I came across two versions for approach (1):
Approach (1a)
read_file(path, ::Val{:hdf5}) = ...
read_file(path, ::Val{:binary}) = ...
read_file(path, ::Val{:text}) = ...
read_file(path, format::Symbol) = read_file(path, Val(format))
I’m aware of the performance tips on “values-as-parameters”, but as explained above, some function call overhead won’t really make much of a difference. On the other hand, if doing this somehow has a more serious impact than I think (e. g. by somehow slowing down compilation even in cases where the read_file
function is not involved), that would of course be relevant.
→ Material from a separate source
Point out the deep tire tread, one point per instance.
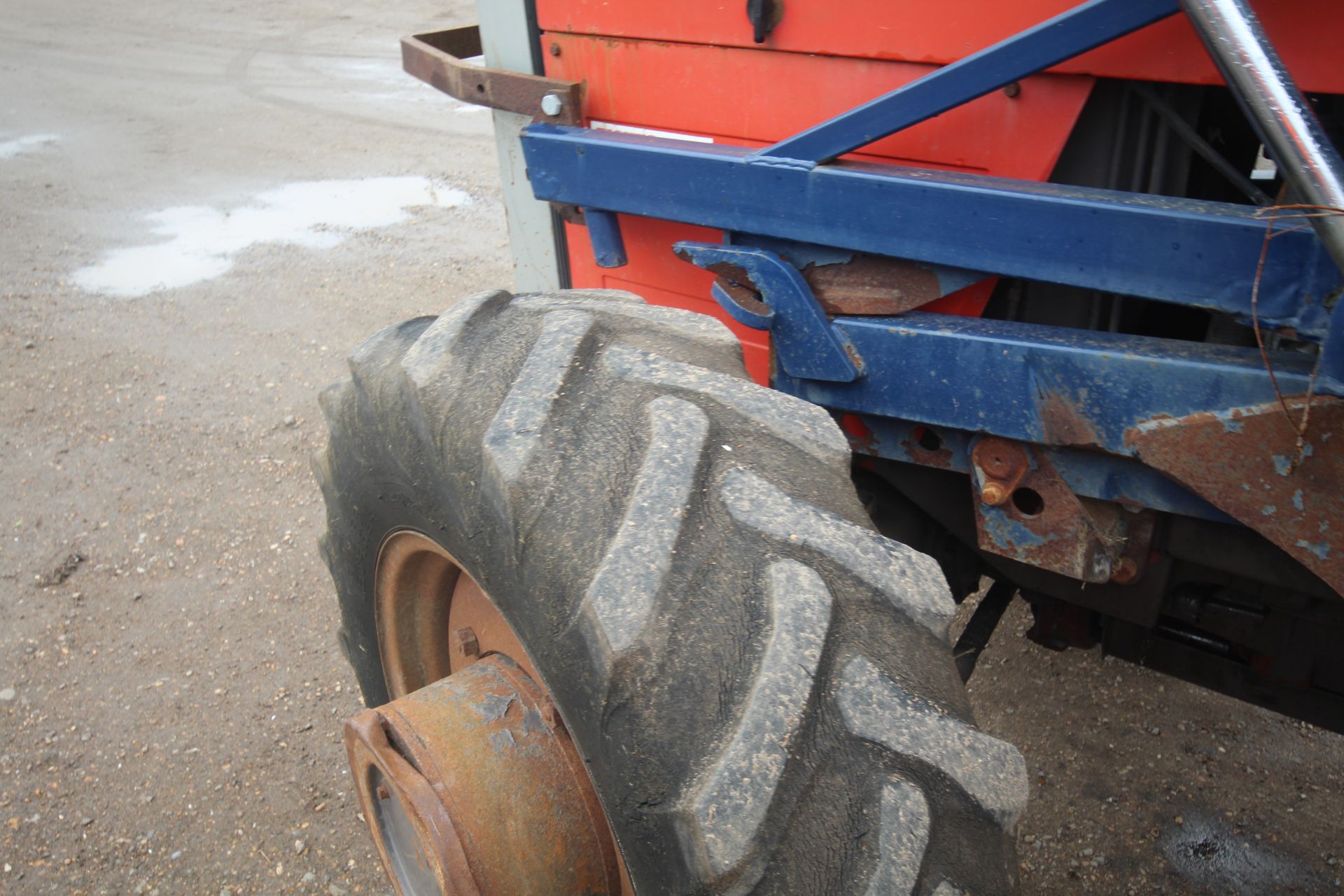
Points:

Otherwise, syntactically and from an organizational perspective, this looks really clear and neat to me!
Approach (1b)
abstract type FileFormat end
struct hdf5 <: FileFormat end
struct binary <: FileFormat end
struct text <: FileFormat end
get_format_type(format)::FileFormat = ...
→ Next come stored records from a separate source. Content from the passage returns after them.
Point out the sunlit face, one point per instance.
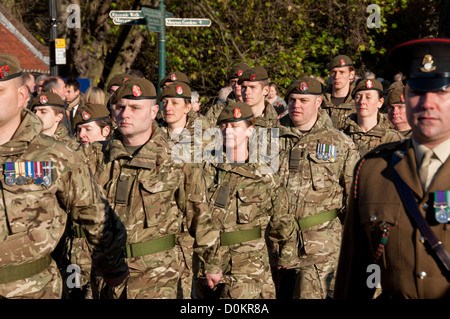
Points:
(92, 132)
(303, 109)
(428, 115)
(341, 77)
(253, 93)
(71, 94)
(134, 117)
(49, 118)
(367, 103)
(175, 109)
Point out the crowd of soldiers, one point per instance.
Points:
(149, 201)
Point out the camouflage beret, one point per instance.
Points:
(424, 62)
(256, 73)
(47, 99)
(235, 112)
(9, 67)
(340, 61)
(305, 85)
(176, 89)
(367, 84)
(135, 89)
(118, 79)
(395, 96)
(90, 112)
(175, 77)
(237, 70)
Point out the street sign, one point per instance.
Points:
(189, 22)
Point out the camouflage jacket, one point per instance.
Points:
(254, 200)
(33, 216)
(338, 113)
(151, 193)
(383, 132)
(316, 185)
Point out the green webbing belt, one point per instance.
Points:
(240, 236)
(78, 232)
(151, 246)
(13, 273)
(317, 219)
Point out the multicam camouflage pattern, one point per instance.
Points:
(315, 185)
(33, 217)
(338, 113)
(382, 133)
(255, 200)
(159, 194)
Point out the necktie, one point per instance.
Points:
(424, 168)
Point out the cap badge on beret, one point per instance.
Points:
(136, 89)
(237, 113)
(427, 64)
(86, 116)
(4, 70)
(304, 87)
(43, 99)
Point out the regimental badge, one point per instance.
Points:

read_file(path, ::hdf5) = ...
read_file(path, ::binary) = ...
read_file(path, ::text) = ...
read_file(path, format) = read_file(path, get_format_type(format))
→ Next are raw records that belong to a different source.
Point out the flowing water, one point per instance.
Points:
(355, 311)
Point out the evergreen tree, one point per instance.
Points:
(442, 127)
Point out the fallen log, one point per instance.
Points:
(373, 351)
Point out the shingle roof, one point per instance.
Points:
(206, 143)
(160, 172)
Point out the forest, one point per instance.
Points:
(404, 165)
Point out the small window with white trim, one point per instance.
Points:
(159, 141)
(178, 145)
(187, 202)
This looks similar to traits, although it doesn’t actually have anything to do with traits since no other types are involved. I would perhaps rather call this a “type enum”, i. e. an enumeration whose elements are separate types. I ran across this in several threads here:
However, it actually doesn’t seem very effective, since it’s still necessary to define a function (here get_format_type
) to actually convert from the runtime value format
to the corresponding type. So really, this just looks like manually re-implementing what Val
does.
For approach (2), I also have two versions (with another two variants), but the differences here are mostly minor.
Approach (2a)
@enum FileFormat begin
hdf5
binary
text
end
read_file_hdf5(path) = ...
read_file_binary(path) = ...
read_file_text(path) = ...
function read_file(path, format::FileFormat)
if format == hdf5
read_file_hdf5(path)
elseif format == binary
read_file_binary(path)
elseif format == text
read_file_text(path)
else error("Unreachable")
end
end
I found this question here on Discourse about dispatching on enum values, where the answers were either to use approach (1a) or (2a) (this one). What I don’t like about this is that I have to use function names to carry the file format information. It seems much cleaner to actually keep the file format argument as an argument, as in approach (1a). Further, this violates “DRY” (don’t repeat yourself) and there is potential for mistakes here, since you manually have to make sure to use the correct function name again in each branch (possible copy-paste errors).
Approach (2b)
read_file_hdf5(path) = ...
read_file_binary(path) = ...
read_file_text(path) = ...
function read_file(path, format::Symbol)
if format == :hdf5
read_file_hdf5(path)
elseif format == :binary
read_file_binary(path)
elseif format == :text
read_file_text(path)
else error("Unknown format")
end
end
This is really the same as (2a), just using Symbol
or String
values instead of defining a separate enum. More terse, but less rigorous since there are now invalid values of format
. On the other hand, I suppose I’m actually glossing over how the user input is converted into an enum value, so in some sense something equivalent to this has to be done somewhere in the program.
Approach (2a’)
@enum FileFormat begin
hdf5
binary
text
end
const read_file_map = (
hdf5 = path -> ...,
binary = path -> ...,
text = path -> ...,
)
read_file(path, format::FileFormat) = read_file_map[format](path)
This solves my main problems with (2a/b), but I still have to define read_file_map
as a separate global object which really only exists for the purposes of the read_file
function. At this point, I feel like I’m just re-implementing the equivalent of what Julia’s dispatch mechanism would automatically do for me in approach (1a) anyway!
Approach (2b’)
const read_file_map = (
hdf5 = path -> ...,
binary = path -> ...,
text = path -> ...,
)
read_file(path, format::Symbol) = read_file_map[format](path)
Again the same as (2a’), but just using Symbol
(like (2b)) instead of an enum (like (2a)).